In this MD Newsline exclusive interview with vitreoretinal specialist Dr. Michael Singer, we discuss barriers to treatment adherence and COVID-19 as they relate to wet AMD.
What are the major barriers to wet AMD treatment adherence?
Dr. Michael Singer:
“In terms of treatment barriers and treatment adherence, treatment adherence is really a problem. There are two basic issues. When a doctor initiates treatment for wet macular degeneration, the issue of needle phobia, in which patients are fearful of getting a needle in their eye, is definitely a big issue.
The other issue is that the increases in vision due to the medication are short-lived. Patients get weary of coming to the doctor every month or every other month to get injections. In addition, doctor’s visits take a long time for both the patient and caregiver and this patient population usually has a number of different specialists to see to manage all their systemic conditions.
So, I am really excited about the new therapies that may decrease patient visits to every four to six months. So hopefully, there will be less patient burden and more patient compliance.”
What are the biggest challenges that ophthalmologists are tasked with in the wake of COVID-19?
Dr. Michael Singer:
“In terms of challenges for COVID-19, in our practice, we tried telemedicine. However, it’s not been very successful for us. One of the reasons, I believe, is that we are a visual field. I mean, in most cases, we really don’t need a history. We just need to look at the eye. The problem is it’s not so easy to look in the back of the eye, even remotely through an iPhone camera.
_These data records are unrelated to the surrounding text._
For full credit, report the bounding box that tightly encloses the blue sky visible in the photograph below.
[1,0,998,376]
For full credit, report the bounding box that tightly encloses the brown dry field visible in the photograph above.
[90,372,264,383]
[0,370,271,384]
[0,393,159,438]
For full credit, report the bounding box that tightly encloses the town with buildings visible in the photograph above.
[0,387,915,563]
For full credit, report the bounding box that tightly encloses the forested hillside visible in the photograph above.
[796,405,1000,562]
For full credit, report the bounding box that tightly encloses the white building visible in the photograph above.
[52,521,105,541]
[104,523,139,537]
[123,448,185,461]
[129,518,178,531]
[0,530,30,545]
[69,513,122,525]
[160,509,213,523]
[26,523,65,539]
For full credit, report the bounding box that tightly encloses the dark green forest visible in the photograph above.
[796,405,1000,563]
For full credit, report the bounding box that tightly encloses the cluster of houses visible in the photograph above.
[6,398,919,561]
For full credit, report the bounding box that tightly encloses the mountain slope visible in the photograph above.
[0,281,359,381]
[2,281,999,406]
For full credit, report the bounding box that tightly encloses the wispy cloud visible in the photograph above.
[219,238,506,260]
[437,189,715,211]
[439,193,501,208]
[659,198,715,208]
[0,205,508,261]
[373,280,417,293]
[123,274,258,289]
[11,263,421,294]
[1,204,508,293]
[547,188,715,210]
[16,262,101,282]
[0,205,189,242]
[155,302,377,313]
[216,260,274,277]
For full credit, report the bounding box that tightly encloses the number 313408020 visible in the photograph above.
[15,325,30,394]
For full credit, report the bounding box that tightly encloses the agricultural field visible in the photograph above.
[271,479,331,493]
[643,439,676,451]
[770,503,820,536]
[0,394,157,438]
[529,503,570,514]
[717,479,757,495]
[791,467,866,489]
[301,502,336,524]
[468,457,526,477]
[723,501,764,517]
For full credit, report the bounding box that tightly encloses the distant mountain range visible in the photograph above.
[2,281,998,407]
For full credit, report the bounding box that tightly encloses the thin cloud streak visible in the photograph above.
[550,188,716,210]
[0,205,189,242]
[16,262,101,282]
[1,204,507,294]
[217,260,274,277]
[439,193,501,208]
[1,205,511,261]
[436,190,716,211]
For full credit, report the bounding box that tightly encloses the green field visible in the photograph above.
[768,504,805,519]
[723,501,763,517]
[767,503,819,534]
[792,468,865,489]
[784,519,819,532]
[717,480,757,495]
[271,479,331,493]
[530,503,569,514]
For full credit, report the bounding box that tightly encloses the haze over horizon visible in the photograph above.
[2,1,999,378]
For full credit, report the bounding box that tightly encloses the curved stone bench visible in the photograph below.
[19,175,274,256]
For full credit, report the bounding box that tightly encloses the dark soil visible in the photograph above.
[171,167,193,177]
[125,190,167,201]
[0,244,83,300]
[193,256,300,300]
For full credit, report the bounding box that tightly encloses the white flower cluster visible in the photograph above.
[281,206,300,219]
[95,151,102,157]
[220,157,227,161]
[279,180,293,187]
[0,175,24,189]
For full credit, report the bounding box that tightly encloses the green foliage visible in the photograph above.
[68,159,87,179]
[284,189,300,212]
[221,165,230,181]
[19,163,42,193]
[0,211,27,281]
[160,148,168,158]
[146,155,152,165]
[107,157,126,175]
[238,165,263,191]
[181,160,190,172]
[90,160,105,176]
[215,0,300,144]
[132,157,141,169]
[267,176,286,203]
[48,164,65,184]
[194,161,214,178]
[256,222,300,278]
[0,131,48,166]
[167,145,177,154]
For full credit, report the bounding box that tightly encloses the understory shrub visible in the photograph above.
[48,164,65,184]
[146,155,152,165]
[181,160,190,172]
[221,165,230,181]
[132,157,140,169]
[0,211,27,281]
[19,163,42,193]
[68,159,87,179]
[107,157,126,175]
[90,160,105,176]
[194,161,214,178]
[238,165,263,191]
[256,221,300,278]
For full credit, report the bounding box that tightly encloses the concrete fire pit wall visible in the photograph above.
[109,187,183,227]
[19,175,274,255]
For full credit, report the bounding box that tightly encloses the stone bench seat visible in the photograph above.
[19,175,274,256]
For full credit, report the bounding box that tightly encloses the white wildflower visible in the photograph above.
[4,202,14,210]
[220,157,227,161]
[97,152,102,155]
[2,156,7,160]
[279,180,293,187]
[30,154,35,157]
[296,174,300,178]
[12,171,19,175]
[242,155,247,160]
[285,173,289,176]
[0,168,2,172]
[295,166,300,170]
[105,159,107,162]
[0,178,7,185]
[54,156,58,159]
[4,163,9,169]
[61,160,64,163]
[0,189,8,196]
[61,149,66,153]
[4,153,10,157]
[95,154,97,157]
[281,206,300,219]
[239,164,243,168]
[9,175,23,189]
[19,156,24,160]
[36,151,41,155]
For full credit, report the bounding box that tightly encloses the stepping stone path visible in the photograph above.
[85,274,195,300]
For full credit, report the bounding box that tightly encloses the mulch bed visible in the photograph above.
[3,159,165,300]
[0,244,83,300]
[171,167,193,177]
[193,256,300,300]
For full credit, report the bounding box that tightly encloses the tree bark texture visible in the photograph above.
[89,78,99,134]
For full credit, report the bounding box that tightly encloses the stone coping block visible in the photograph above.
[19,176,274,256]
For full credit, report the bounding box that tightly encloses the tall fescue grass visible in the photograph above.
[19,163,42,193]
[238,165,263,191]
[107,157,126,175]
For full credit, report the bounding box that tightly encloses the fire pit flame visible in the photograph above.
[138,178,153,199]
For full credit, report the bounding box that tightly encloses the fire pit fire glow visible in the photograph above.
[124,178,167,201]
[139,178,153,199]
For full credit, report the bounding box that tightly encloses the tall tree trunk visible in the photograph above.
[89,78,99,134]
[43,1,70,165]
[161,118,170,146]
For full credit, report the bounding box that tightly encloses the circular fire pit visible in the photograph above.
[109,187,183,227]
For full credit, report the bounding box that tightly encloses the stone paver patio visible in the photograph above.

There are technologies that we’re working with that we can adapt to a phone, for example, by putting an ophthalmoscope on the back of a phone for screening, but still, someone has to be there, and someone has to actually look at the patient, and that defeats the concept of telemedicine or remote medicine. I’m actually working with a company that may allow patients to do their own retina selfies. But it’s still a work in progress and in the early stages.
Now, telemedicine may work for the front of the eye and if you can see if the patient has an infected eye or if it’s conjunctivitis. But for diseases like glaucoma, macular degeneration, or diabetic retinopathy, one needs to examine the back of the eye.
This requires dilation or a really good imaging system. So that’s a real problem since patients have to come to the office, or have to come somewhere, to capture the image. When it comes to therapy, patients need shots, and that can’t be done remotely.
Now, there are a couple of technologies that are on the horizon that are very exciting. There’s something called ForeseeHome. It’s a home detecting system for macular degeneration, with patients monitoring themselves at home. The patient is able to detect change in [their] test and notify the doctor’s office. It’s currently used [for] screening patients with dry macular degeneration to detect conversion to wet macular degeneration.
And then, for patients undergoing injections, it’s a little more complicated. We currently use an OCT machine to determine the response to therapy and to see if more treatment is needed. Well, there’s now a clinical trial being done looking at a home OCT machine that people use at home.
The patient looks in the machine daily, and if the machine notices a change in the swelling, it can notify the doctor’s office. This can be done using artificial intelligence. The hope is [that] through AI, the machine can determine a microscopic change on OCT and give patients treatment only when they need it, thereby decreasing patient burden and increasing compliance.
I think that’s where the future is going, not only just for COVID, but to monitor people in different parts of the world, especially where healthcare is really limited. I believe this technology is going to have great potential.”
Responses have been condensed and lightly edited.